Pony: Co-Designing a Type System and a Runtime

Sylvan Clebsch

March 8th, 2017

Presenting at QCon London

My background

25 years of industry programming

Electronic trading, online video games, crypto tools, physics modelling, rendering engines, military sims, VOIP, peer routing, embedded operating systems.

These all have something in common

Performance critical

Benefit from concurrency

Most are actually distributed systems...

_...even if I didn't realise that when writing them_

Pony

An actor-model capabilities-secure general-purpose native language

Designed to "scratch my own itch"

actor Main
  new create(env: Env) =>
    env.out.print("Hello, QCon!")

Goals

Statically data-race free, with mutability

No-stop-the-world garbage collection

Formally specified

Single node performance competitive with C/C++

Distributed computing

Some good domains for Pony

Financial systems

Video games

Stream processing

Machine learning

Low-power devices (speed is energy efficiency)

Operating systems

There's a lot in Pony

Today will be an overview of the features most interesting for distributed computing: data-race freedom and GC

Some of the things that won't get mentioned: generics, intersection types, nominal and structural subtyping, pattern matching, queue design, scheduling and work-stealing, and more

Let's walk through that example

actor Main
  new create(env: Env) =>
    env.out.print("Hello, QCon!")

env is an immutable environment that encapsulates command line arguments, environment variables, stdin, stdout, stderr

There are no globals, as globals represent ambient authority

Access to stdout must be passed to any function that needs it

Capabilities security

Originally operating system based: KeyKOS, EROS, Coyotos, seL4

Expanded to programming languages with object capabilities (ocaps): E, AmbientTalk, Caja

Pony is an ocap language: env is an ocap for the initial environment

Reference capabilities

Pony extends ocaps with reference capabilities (rcaps)

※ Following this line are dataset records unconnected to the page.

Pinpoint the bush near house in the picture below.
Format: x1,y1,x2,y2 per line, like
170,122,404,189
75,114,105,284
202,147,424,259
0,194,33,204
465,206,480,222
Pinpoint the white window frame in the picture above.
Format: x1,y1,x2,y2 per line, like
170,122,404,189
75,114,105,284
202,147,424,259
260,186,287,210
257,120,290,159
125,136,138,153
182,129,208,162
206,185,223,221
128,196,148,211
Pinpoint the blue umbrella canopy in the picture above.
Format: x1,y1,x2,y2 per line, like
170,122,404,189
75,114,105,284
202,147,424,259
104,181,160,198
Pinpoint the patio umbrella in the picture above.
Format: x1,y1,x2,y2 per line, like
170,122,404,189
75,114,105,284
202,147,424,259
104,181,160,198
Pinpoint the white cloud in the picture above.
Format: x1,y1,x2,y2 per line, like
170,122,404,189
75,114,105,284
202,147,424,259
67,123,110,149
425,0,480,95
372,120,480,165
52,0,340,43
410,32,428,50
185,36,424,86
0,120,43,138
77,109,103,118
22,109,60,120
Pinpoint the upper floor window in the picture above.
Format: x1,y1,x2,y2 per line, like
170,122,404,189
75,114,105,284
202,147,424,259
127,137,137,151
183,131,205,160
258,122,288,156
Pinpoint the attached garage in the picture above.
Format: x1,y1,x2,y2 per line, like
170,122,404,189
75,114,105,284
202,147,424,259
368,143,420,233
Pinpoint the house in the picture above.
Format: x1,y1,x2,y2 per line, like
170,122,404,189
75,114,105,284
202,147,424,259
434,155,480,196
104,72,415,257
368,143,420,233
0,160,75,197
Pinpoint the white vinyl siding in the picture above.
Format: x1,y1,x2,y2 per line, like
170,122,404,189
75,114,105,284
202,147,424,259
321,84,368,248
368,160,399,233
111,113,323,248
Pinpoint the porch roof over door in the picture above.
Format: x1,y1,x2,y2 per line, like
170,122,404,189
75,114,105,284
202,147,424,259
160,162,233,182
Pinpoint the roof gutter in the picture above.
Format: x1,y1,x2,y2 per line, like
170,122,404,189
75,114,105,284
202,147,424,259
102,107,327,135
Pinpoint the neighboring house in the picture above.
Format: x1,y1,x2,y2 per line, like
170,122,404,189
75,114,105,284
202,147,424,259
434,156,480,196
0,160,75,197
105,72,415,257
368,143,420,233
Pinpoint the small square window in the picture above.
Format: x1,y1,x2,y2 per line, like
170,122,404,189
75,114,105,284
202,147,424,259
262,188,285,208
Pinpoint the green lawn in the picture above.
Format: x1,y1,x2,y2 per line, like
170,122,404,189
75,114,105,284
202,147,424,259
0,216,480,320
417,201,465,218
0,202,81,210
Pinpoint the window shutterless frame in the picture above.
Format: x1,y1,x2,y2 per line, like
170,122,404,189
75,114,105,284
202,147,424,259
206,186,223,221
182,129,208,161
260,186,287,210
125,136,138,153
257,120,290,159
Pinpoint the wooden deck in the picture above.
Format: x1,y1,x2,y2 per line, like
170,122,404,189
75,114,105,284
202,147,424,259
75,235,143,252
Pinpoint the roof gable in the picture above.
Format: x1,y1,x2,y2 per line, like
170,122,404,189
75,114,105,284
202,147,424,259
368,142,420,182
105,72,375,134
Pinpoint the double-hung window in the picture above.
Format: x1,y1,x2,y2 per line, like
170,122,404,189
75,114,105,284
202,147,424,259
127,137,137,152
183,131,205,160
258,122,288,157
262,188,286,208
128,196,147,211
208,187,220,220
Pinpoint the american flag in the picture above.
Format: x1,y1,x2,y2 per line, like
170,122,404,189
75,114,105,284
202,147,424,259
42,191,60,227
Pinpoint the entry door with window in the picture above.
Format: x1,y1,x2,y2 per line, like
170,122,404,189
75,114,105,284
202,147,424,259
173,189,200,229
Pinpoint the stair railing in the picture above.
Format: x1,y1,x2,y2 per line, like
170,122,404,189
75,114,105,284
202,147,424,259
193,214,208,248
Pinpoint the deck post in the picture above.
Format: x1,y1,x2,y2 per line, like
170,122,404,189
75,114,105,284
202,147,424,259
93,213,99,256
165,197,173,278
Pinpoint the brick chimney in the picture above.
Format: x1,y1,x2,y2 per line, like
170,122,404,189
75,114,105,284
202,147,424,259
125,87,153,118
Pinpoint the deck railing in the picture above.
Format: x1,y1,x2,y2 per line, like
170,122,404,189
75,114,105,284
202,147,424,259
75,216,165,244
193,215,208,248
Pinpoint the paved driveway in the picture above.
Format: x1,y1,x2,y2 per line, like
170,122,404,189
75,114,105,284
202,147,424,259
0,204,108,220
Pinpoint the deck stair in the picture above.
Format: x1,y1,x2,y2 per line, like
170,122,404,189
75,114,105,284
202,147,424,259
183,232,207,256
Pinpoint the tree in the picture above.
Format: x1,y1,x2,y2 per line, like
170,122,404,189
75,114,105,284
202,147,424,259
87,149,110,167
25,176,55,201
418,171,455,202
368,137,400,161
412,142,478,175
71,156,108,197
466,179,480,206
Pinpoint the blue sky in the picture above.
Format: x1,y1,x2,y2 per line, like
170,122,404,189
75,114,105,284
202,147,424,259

For example, the immutability of env is an rcap: more on this later!

Actor model

actor Main
  new create(env: Env) =>
    env.out.print("Hello, QCon!")

env.out is an actor that encapsulates stdout

Instead of locking stdout to print, the env.out actor is send a message that contains what is to be printed

Here, the message is print and we print "Hello, QCon!"

Actor model history

Starts with Carl Hewitt in 1973

Gul Agha's 1985 thesis provided a foundational model

Closely connected to CSP, pi-calculus, join-calculus

Some other actor languages: Erlang, E, AmbientTalk

Some actor libraries: Akka, Orleans, ActorFoundry, CAF

Why is it safe to send a String in a message?

actor Main
  new create(env: Env) =>
    env.out.print("Hello, QCon!")

Here, we are passing a string literal, which has the type String val

The val means it is a globally immutable String: there can be no writeable aliases to the object

It's safe to send val references in messages: there will be no data races

val is a reference capability (rcap)

What about sending mutable data in messages?

actor TCPConnection
  new create(notify: TCPConnectionNotify iso,
    host: String, service: String, from: String = "")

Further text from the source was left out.